I was a little too young to own “real” jewelry, but I wasn’t too young to be fascinated by the pretty, shiny things in the brightly lit glass case. Gold link bracelets, watches, and gemstone rings glinted magnificently, their location directly in front of the department store’s double entrance doors so strategic, so compelling that one simply had to look before doing any other shopping.

It was there by that case that I first fell in love. The object of my affection was a small, gold ring. A filigree mounting held a marquis cut natural opal. The stone’s milky translucence sparkled with blues and oranges. Each time my mother and I visited the store, I had first to stop and visit my love. Mostly I just peered through the glass case. I was just tall enough to look down upon the ring, shifting slightly from side to side so that the opal’s colors changed.

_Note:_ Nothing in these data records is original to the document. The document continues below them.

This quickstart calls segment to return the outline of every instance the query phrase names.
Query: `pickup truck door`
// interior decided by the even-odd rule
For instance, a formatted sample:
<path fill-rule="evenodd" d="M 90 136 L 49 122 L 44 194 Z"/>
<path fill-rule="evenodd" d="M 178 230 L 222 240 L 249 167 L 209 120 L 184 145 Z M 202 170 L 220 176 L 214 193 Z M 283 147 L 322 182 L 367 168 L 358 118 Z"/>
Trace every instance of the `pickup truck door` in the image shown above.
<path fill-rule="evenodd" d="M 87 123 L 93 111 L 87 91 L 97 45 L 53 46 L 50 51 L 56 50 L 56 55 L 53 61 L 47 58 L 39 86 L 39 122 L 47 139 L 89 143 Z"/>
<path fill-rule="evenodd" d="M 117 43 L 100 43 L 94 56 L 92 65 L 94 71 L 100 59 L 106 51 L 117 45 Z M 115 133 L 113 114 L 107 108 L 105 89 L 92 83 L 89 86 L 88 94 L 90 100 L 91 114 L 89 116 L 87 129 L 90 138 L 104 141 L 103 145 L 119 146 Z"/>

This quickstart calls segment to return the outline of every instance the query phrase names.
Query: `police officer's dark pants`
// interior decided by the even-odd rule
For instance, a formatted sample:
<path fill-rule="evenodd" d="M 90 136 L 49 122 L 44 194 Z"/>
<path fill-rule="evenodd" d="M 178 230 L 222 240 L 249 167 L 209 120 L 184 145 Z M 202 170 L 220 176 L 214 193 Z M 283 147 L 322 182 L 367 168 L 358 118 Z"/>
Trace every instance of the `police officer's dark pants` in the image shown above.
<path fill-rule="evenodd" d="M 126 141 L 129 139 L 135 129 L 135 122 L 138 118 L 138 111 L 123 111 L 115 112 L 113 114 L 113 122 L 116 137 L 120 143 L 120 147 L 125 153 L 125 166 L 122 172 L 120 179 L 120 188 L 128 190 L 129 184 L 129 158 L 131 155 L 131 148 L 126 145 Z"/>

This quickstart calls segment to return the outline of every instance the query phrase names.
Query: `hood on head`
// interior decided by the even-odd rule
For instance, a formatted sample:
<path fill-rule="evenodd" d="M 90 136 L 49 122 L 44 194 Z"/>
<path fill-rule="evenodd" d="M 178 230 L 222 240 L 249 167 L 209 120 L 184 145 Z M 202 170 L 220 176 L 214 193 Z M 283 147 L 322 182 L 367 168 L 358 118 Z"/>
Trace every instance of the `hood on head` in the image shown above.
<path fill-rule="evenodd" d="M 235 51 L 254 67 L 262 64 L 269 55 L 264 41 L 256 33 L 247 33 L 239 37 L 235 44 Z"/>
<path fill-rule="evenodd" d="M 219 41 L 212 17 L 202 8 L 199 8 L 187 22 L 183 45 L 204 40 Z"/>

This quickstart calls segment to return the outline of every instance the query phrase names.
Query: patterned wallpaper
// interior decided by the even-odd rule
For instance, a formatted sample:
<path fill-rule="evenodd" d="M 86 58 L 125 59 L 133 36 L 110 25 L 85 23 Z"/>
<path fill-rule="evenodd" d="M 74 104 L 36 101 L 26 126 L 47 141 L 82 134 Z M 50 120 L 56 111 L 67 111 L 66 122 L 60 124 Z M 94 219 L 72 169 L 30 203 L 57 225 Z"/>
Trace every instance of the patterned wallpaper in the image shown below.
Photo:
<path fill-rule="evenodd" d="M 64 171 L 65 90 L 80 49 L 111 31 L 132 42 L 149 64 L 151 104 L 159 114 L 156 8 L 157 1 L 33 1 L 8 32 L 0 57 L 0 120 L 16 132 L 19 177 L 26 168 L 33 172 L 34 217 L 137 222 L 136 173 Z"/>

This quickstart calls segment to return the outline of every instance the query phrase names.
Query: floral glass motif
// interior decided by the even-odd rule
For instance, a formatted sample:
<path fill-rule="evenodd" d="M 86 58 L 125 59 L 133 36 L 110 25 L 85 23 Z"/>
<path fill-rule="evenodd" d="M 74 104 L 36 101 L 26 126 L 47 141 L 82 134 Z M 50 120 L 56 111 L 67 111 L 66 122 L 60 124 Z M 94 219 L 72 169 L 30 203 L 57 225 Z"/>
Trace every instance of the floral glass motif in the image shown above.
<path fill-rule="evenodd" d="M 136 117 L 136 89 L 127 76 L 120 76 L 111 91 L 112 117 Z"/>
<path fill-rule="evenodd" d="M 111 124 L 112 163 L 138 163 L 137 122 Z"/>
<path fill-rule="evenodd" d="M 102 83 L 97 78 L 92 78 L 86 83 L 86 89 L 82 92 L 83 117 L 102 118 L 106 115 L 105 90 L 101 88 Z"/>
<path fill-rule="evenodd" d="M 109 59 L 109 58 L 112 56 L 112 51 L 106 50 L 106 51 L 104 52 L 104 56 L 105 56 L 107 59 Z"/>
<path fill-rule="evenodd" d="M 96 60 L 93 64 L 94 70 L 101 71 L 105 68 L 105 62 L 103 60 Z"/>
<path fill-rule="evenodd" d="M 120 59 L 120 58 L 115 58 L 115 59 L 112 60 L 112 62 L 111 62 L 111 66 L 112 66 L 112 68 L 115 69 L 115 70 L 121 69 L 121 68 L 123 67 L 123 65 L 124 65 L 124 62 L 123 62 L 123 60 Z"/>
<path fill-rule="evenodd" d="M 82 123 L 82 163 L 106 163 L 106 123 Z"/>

But the affair grew more complicated. My mother went so far as to allow me to try on the ring, which, of course, fit perfectly. However, my coveting—“Gollum-esque,” though it was—was tempered by my already well-developed sense of practicality. I didn’t need the ring. Although not extravagant, the ring cost as much as my Nintendo Entertainment System that I had saved a year’s worth of gift and allowance money to buy. My worry was that the ring would be gone, scooped up and carried off by some other woman who would fail to fully appreciate its beauty, before I could save up that kind of money again.

And one day, weeks after I had first seen the ring, I went to visit it in its case to find that I was right—it was gone. I was crushed. I searched the lines of tiny ring boxes to see if perhaps the ring had simply been misplaced. No. It simply wasn’t there. My hands were propped on the edge of the glass case, and my shoulders slumped. A forlorn expression mixed with consternation marred my face. There was little I could say to my mother other than simply, “It’s gone.”

Though an only child, I never was prone to tantrums or otherwise manipulating my parents as to get my way. Our relationship was based on rational discussion—an explanation as to why I couldn’t or shouldn’t do something generally was enough to curb any of my bad behavior. I had never really expected to have the ring. It wasn’t practical. But that meant that it wasn’t practical for anyone else to have the ring either, so it should stay in the department store’s glass case and allow me to visit it forever and ever and ever.

My mother, standing quietly beside me, slowly reached into her purse and removed her wallet. Her fingers sorted through a few small slips of paper before selecting one and wordlessly offering it to me to inspect, a smile upon her face. I looked at what obviously was a receipt for what I recognized to be the amount of the ring, but nothing about the receipt made sense to me. Why would my mother have someone else’s receipt?

I blinked. I cocked my head. I furrowed my brow. I looked at my mother. “You have to promise to act surprised,” she said.

Incredulous, I clutched the receipt and hop-skipped in the direction of a rack of men’s clothing, spun back around, and beamed at my mother. “Really?” I asked. “Really really?” She smiled mischievously. “Really,” she said.

More than 20 years later, I still have the ring. The opal—a notoriously fragile stone—is slightly chipped on one of its marquis points, and my fingers are no longer as tiny as they once were, but the ring nonetheless is still special to me.

This issue of Smoky Mountain Living is dedicated to adornment. Our stories share the lives of musicians and artists from various walks of life, each bringing his or her creativity to the world. As the ancient Greek philosopher Epicetus once said, “Know, first, who you are, and then adorn yourself accordingly.” Perhaps after reading this edition, you too will find the adornment that speaks to your soul.